To describe the clinical profile and outcomes of a series of adult patients diagnosed with ocular myasthenia gravis and to evaluate the potential factors affecting the risk of generalization.

This retrospective cohort study involved a medical chart review of adult patients seen from 2012 to 2019 at the neuro-ophthalmology clinic of a tertiary Philippine hospital with a clinical diagnosis of ocular myasthenia gravis supported by serologic, electrophysiologic, or pharmacologic test results. Outcomes of interest were complete stable remission, pharmacologic remission, minimal manifestations, and generalization. Kaplan-Meier method and log-rank test were used to analyze the probability of generalization.

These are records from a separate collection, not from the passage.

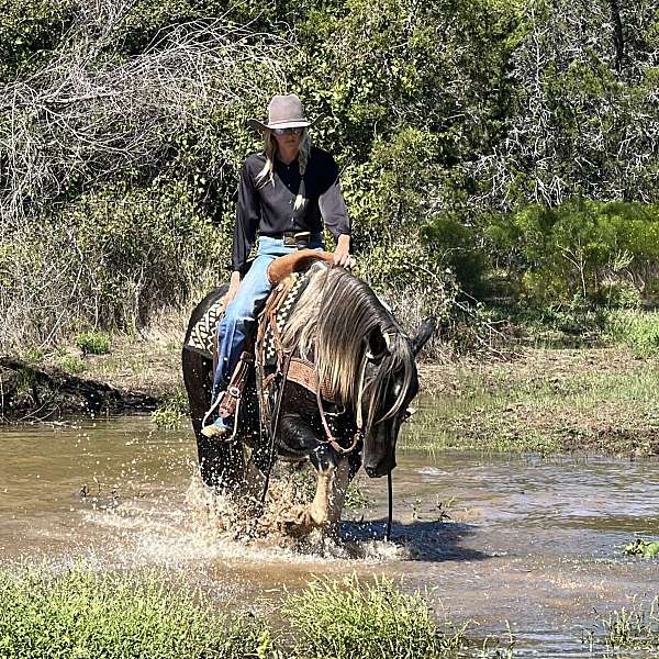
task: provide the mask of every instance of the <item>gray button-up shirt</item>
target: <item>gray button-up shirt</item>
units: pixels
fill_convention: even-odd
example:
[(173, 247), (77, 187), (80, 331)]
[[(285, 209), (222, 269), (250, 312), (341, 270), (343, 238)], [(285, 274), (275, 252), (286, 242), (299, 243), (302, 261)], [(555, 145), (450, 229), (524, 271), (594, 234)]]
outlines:
[[(256, 177), (265, 164), (264, 154), (254, 154), (243, 165), (234, 228), (234, 270), (243, 269), (257, 232), (275, 236), (288, 231), (320, 233), (324, 223), (335, 238), (350, 234), (338, 167), (327, 152), (312, 147), (304, 180), (298, 160), (284, 165), (275, 159), (275, 185), (268, 179), (257, 183)], [(306, 202), (294, 210), (299, 191)]]

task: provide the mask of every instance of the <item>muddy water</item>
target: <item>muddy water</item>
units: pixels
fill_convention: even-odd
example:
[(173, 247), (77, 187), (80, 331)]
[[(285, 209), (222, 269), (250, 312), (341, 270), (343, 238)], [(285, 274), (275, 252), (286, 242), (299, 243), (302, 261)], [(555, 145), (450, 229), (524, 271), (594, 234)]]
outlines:
[(361, 478), (369, 505), (347, 513), (344, 541), (310, 549), (220, 534), (187, 429), (148, 417), (38, 425), (2, 429), (0, 448), (4, 563), (158, 565), (242, 606), (312, 574), (403, 577), (439, 616), (472, 621), (480, 637), (510, 622), (516, 656), (539, 657), (592, 656), (580, 638), (593, 610), (659, 592), (657, 562), (621, 554), (634, 534), (659, 535), (657, 462), (403, 449), (393, 543), (379, 539), (386, 482)]

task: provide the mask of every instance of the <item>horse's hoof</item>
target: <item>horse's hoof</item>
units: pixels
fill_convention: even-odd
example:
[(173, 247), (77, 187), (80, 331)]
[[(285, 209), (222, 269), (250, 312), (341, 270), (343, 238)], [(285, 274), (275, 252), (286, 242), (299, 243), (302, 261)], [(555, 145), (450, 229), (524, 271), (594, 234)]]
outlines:
[(317, 524), (306, 509), (291, 511), (289, 518), (283, 521), (283, 530), (294, 538), (304, 537), (316, 527)]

The study sample consisted of 16 patients. The female to male ratio was 3:1. Mean age at symptom onset was 39 years. All patients received pharmacologic treatment, while two patients underwent thymectomy. No patient had remission as of last follow-up. Three patients had conversion of ocular myasthenia gravis to generalized myasthenia gravis. Mean time from symptom onset to generalization was 10.7 months. The generalization curves of patients who were symptomatic for less than two years and those who were symptomatic for at least two years prior to consult were significantly different (p = 0.049).

In this single-center study, there was female predominance among adult patients diagnosed with ocular myasthenia gravis. The incidence of generalization was 4 per 100 person-years while the 2-year probability of generalization was 30%. Further study is needed in order to determine the factors affecting the risk of generalization.